As hope deferred maketh the heart sick, so the doctrine of Darwin
benumbs altruistic effort by prolonging indefinitely the time needed for
reforms; the Bible assures us of the triumph of every righteous cause,
reveals to the eye of faith the invisible hosts that fight on the side
of Jehovah and proclaims the swift fulfillment of God's decrees.
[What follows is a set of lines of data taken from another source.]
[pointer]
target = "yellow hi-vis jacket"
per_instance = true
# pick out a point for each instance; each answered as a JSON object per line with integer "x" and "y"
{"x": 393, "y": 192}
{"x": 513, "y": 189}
Darwinism puts God far away; the Bible brings God near and establishes
the prayer-line of communication between the Heavenly Father and His
children.

Darwinism enthrones selfishness; the Bible crowns love as the greatest
force in the world.

Darwinism offers no reason for existence and presents no philosophy of
life; the Bible explains why man is here and gives us a code of morals
that fits into every human need.

The great need of the world to-day is to get back to God--back to a real
belief in a living God--to a belief in God as Creator, Preserver
and loving Heavenly Father. When one believes in a personal God and
considers himself a part of God's plan he will be anxious to know God's
will and to do it, seeking direction through prayer and made obedient
through faith.

Man was made in the Father's image; he enters upon the stage, the climax
of Jehovah's plan. He is superior to the beasts of the field, greater
than any other created thing--but a little lower than the angels. God
made him for a purpose, placed before him infinite possibilities and
revealed to him responsibilities commensurate with the possibilities.
God beckons man upward and the Bible points the way; man can obey and
travel toward perfection by the path that Christ revealed, or man can
disobey and fall to a level lower, in some respects, than that of the
brutes about him. Looking heavenward man can find inspiration in his
lineage; looking about him he is impelled to kindness by a sense of
kinship which binds him to his brothers. Mighty problems demand his
attention; a world's destiny is to be determined by him. What time
has he to waste in hunting for "missing links" or in searching for
resemblances between his forefathers and the ape? In His Image--in this
sign we conquer.

We are not progeny of the brute; we have not been forced upward by a
blind pushing-power; neither have we tumbled upward by chance. It is a
drawing-power--not a pushing-power--that rules the world--a power which
finds its highest expression in Christ who promised: "I, if I be lifted
up from the earth, will draw all men unto me."




V

THE LARGER LIFE


I have chosen this subject because I have found some young men, and even
some young women, who seem to misunderstand the invitation extended
by the Master. The call of the Gospel falls, at times, upon deaf ears
because religion is regarded as a thing that is necessary only when one
comes to prepare himself for the life beyond. In earlier times many
Christians misinterpreted the Christian religion and, withdrawing
themselves from companionship with their fellows, devoted their time
wholly to preparation of themselves for heaven. _Christ went about doing
good_.

I present my appeal to the young to accept Christ and to enter upon the
life He prescribes, not because they may _die_ soon but because they may
_live_. They need Christ as their Saviour _now_ and they need Him
as their guide throughout life. Some complain of the Parable of the
Vineyard because the man who began work at the eleventh hour received
the same pay as those who toiled all day. Surely, those who complain
have not tasted the joys of a Christian life. No one who follows the
teachings of Christ will begrudge the reward promised to those who
repent at the last moment and are saved. The eleventh-hour Christians
are the ones to mourn because they have lost the happiness that they
would have found in service during the livelong day.